This assertion mystified Denning when reached by Cabin Radio on Tuesday.

Denning said her society had been in touch with housing corporation staff throughout the application process. “We also reached out to the minister, asking for her to support the application,” Denning said.

“So I’m not sure when, exactly, we failed to reach out for support. And that support needed to happen before the application was denied.”

Chinna said no territorial funding is currently set aside for the Arnica Inn project and finding that money now might entail cuts to existing programs.

‘Wake up’ to emergency, says MLA

Jackson Lafferty, the MLA for Monfwi, said the project was very “close to the hearts” of people both in Yellowknife and his district.

Lafferty asked the minister what she was doing to “wake the housing corporation up to the human emergency” that homelessness represents.

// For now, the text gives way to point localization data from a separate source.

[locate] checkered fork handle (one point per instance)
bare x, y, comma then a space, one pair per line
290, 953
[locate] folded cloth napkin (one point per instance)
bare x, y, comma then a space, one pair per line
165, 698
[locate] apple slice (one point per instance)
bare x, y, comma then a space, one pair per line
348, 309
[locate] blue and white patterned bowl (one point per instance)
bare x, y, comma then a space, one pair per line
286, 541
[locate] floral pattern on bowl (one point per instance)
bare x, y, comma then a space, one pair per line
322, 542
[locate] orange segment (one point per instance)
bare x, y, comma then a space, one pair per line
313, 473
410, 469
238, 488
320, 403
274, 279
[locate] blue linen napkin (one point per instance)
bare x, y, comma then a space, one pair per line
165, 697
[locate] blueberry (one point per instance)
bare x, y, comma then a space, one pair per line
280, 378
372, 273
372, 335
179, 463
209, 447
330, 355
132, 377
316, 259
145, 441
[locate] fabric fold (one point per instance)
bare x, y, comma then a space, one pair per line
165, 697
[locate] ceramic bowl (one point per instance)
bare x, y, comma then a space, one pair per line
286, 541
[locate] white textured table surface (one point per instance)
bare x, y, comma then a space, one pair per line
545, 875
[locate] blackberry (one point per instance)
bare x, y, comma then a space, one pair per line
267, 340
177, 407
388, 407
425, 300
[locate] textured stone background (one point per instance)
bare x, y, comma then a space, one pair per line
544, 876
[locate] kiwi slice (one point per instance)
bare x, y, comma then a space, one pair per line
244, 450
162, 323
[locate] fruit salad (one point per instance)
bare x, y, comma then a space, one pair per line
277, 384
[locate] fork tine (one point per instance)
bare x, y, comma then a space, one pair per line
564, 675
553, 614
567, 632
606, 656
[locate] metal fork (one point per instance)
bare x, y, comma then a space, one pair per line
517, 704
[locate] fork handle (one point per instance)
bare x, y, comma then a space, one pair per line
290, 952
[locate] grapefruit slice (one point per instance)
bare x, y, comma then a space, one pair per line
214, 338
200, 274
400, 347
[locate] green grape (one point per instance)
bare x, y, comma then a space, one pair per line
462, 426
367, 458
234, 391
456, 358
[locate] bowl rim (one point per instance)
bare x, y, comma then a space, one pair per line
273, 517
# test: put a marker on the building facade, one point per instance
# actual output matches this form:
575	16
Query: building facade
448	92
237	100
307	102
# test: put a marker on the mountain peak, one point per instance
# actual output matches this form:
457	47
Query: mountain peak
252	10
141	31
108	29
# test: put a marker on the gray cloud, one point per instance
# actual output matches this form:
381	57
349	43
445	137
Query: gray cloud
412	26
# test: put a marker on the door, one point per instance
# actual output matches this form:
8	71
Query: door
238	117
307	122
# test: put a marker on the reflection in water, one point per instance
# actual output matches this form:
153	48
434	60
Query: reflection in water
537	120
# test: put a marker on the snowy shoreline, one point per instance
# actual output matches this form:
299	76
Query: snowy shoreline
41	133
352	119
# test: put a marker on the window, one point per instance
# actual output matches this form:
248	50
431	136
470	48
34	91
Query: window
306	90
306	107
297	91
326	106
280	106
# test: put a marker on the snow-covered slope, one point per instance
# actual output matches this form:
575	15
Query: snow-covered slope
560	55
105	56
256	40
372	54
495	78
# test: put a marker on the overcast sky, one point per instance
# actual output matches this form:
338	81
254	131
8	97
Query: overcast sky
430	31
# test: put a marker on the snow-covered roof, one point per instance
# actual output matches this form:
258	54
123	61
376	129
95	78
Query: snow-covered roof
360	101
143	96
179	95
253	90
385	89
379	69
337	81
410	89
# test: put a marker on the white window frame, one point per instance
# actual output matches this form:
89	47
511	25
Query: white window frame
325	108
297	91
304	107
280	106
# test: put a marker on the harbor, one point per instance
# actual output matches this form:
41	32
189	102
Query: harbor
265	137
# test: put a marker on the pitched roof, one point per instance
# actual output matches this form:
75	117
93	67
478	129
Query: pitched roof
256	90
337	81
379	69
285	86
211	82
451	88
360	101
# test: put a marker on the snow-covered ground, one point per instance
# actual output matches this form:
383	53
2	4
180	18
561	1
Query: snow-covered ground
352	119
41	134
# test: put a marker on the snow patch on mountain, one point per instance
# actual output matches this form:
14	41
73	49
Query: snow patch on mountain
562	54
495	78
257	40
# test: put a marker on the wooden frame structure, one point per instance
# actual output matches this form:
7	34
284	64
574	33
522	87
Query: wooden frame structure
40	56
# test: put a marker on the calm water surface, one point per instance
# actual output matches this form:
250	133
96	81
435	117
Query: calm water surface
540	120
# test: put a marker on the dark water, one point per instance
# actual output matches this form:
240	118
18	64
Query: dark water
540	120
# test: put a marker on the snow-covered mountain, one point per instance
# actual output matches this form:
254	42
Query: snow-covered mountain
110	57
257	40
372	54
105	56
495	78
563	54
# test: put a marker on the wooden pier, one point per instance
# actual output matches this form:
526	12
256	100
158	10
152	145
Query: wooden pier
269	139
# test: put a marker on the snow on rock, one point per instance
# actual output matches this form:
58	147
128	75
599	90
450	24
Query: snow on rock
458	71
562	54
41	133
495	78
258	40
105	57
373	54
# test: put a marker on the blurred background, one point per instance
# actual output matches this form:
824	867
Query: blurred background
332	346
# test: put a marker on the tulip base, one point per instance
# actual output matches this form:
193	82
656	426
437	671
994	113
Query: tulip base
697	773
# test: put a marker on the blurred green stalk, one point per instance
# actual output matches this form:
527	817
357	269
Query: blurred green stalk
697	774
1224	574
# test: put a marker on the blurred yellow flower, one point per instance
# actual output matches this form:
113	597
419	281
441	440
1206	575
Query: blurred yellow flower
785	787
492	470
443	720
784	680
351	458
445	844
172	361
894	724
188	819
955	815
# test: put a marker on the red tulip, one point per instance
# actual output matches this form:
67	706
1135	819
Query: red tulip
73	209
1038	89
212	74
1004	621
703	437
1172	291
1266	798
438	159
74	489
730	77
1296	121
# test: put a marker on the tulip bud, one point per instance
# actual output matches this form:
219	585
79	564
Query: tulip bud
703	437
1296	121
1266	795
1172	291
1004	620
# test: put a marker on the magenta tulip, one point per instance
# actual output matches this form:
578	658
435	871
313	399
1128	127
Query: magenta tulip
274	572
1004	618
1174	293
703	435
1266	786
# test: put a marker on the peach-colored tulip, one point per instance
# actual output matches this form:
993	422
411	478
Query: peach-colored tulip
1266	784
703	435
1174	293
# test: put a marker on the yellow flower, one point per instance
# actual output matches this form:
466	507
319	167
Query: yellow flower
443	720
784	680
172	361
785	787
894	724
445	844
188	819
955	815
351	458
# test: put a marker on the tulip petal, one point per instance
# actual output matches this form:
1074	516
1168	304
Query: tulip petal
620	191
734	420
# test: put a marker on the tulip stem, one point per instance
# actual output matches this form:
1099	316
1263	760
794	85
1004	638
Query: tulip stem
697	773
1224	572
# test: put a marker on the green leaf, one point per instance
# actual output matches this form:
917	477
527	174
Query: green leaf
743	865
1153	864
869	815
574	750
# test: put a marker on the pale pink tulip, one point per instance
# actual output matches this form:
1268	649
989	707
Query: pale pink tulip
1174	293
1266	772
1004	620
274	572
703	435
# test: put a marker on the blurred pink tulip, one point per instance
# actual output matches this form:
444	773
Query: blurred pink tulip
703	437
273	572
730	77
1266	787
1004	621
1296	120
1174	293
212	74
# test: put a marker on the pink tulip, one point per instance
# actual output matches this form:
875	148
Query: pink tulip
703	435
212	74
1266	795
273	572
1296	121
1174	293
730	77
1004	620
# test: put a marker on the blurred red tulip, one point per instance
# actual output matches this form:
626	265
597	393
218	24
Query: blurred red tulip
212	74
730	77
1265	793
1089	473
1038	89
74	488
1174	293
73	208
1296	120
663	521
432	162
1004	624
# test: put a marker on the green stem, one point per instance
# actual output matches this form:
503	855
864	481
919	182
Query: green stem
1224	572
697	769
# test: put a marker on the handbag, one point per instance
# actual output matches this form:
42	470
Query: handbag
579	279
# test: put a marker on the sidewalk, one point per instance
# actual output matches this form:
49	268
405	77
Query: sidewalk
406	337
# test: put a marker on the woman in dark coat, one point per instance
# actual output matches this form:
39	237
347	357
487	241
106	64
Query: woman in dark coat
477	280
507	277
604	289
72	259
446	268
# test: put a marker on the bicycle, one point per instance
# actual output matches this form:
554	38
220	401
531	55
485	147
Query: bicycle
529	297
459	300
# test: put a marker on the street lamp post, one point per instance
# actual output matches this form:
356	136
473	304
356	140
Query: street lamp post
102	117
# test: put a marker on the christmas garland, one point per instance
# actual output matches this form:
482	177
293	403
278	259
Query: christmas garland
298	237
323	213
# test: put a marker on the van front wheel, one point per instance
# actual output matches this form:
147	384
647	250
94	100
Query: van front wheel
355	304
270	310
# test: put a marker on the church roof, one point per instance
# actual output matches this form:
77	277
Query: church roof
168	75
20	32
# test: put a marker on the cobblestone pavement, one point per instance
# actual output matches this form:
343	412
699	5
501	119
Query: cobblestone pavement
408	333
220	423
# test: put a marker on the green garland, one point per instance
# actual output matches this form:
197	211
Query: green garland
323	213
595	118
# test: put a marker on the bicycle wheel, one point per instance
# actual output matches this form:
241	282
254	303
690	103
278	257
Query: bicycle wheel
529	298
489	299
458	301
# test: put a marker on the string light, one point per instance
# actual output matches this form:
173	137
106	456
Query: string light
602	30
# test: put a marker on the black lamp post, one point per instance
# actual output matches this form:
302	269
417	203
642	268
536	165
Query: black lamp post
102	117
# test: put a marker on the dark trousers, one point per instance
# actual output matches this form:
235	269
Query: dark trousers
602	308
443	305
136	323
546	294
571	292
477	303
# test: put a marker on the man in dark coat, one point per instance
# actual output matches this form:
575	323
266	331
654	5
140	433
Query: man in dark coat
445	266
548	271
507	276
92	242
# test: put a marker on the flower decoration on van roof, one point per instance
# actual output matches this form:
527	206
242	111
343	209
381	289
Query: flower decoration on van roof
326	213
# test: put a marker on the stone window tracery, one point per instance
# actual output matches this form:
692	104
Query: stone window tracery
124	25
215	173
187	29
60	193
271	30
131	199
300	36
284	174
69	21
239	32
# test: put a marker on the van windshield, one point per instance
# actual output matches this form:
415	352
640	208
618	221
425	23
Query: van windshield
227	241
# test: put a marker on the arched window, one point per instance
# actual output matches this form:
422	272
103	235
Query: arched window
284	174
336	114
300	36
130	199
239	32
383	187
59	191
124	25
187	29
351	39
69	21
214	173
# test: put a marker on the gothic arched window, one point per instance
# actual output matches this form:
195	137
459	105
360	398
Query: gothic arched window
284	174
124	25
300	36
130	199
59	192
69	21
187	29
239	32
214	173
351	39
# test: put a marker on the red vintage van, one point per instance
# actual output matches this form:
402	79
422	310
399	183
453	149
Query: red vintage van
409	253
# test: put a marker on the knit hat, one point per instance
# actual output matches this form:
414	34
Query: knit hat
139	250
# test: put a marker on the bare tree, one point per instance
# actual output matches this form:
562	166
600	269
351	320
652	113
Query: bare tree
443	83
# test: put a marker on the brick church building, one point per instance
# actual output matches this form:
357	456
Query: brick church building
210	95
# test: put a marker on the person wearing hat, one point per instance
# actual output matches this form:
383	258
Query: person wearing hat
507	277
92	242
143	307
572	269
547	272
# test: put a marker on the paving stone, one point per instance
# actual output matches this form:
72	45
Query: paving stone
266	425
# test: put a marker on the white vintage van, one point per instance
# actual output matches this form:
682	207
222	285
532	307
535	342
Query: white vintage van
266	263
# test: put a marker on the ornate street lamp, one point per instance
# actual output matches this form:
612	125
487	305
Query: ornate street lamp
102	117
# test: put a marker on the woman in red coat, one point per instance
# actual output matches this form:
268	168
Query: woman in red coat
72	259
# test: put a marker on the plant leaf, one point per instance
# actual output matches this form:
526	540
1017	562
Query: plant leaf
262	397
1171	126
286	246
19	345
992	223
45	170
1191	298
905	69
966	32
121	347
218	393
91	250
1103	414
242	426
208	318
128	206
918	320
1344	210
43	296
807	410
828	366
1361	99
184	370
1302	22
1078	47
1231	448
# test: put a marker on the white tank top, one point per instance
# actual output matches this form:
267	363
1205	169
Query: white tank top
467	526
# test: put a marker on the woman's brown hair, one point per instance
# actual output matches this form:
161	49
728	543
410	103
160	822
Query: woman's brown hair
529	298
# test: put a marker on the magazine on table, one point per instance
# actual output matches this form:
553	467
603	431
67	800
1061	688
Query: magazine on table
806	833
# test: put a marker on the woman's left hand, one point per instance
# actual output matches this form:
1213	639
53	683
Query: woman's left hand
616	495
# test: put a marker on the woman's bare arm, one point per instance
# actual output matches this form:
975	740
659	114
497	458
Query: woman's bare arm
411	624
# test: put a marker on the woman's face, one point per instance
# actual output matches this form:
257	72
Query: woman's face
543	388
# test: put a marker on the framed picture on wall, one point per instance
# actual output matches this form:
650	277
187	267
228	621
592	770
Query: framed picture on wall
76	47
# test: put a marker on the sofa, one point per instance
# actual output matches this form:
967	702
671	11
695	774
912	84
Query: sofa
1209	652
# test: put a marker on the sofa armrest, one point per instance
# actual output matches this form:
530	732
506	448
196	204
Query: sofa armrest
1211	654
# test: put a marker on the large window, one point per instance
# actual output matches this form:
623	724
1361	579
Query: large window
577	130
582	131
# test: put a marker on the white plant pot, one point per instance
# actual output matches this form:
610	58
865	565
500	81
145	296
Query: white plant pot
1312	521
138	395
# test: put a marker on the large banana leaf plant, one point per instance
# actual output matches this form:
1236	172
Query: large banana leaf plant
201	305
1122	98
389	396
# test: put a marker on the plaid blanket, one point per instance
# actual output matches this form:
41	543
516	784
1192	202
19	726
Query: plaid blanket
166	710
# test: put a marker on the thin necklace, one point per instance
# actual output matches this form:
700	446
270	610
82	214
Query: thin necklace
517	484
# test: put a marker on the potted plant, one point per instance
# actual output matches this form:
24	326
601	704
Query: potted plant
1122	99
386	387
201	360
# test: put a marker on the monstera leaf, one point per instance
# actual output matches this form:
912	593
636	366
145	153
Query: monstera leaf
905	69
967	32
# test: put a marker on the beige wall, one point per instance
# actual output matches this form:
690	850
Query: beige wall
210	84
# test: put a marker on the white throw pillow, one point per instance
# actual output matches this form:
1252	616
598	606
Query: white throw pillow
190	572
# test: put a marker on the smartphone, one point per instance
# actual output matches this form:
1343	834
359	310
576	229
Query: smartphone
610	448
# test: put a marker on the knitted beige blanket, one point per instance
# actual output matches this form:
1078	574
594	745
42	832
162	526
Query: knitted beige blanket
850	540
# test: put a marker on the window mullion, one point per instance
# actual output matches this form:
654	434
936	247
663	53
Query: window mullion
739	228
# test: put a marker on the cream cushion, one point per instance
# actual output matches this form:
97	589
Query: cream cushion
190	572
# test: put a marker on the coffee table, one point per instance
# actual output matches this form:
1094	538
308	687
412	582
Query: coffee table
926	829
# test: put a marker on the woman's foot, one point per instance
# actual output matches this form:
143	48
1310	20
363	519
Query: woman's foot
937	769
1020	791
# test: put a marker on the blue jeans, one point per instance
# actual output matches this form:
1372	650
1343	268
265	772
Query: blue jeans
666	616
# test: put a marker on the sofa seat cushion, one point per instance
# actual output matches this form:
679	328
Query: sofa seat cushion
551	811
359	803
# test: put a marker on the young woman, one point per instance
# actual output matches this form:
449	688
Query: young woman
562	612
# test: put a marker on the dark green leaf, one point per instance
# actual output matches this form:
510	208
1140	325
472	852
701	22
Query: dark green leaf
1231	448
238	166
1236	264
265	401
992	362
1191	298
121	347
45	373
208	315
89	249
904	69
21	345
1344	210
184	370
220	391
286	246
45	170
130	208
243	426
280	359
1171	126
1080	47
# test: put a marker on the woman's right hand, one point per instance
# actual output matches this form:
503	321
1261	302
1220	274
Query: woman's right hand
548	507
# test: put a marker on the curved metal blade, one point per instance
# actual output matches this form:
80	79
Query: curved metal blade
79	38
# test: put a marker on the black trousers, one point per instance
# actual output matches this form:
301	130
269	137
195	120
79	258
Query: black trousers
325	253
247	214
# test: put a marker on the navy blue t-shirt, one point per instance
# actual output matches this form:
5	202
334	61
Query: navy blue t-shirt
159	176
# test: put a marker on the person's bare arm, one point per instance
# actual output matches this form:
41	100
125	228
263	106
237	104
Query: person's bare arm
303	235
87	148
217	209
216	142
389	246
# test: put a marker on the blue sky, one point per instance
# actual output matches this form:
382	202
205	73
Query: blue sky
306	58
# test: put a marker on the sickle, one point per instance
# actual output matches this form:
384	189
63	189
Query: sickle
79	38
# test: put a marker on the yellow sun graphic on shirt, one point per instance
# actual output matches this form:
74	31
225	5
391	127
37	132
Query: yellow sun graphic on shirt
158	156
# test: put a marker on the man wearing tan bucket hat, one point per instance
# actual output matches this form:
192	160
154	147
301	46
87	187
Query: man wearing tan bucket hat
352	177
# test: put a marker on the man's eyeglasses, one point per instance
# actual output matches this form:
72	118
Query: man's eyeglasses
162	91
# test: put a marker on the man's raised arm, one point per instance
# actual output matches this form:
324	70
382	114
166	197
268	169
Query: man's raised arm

Responding, the minister said the situation of homelessness in Yellowknife “has been addressed.” She pointed to investments in the Bailey House (a transitional housing centre for men), the YWCA’s transitional housing, and the downtown sobering centre, as well as rent supplements.

The Arnica Inn project was meant to house single people, the Yellowknife Women’s Society’s Monique Robitaille told city council in May last year, saying they often have the hardest time accessing other programs.

Occupants of the Arnica Inn’s units would have included people who are homeless, those suffering mental health and addictions issues, and women and Elders at risk of violence.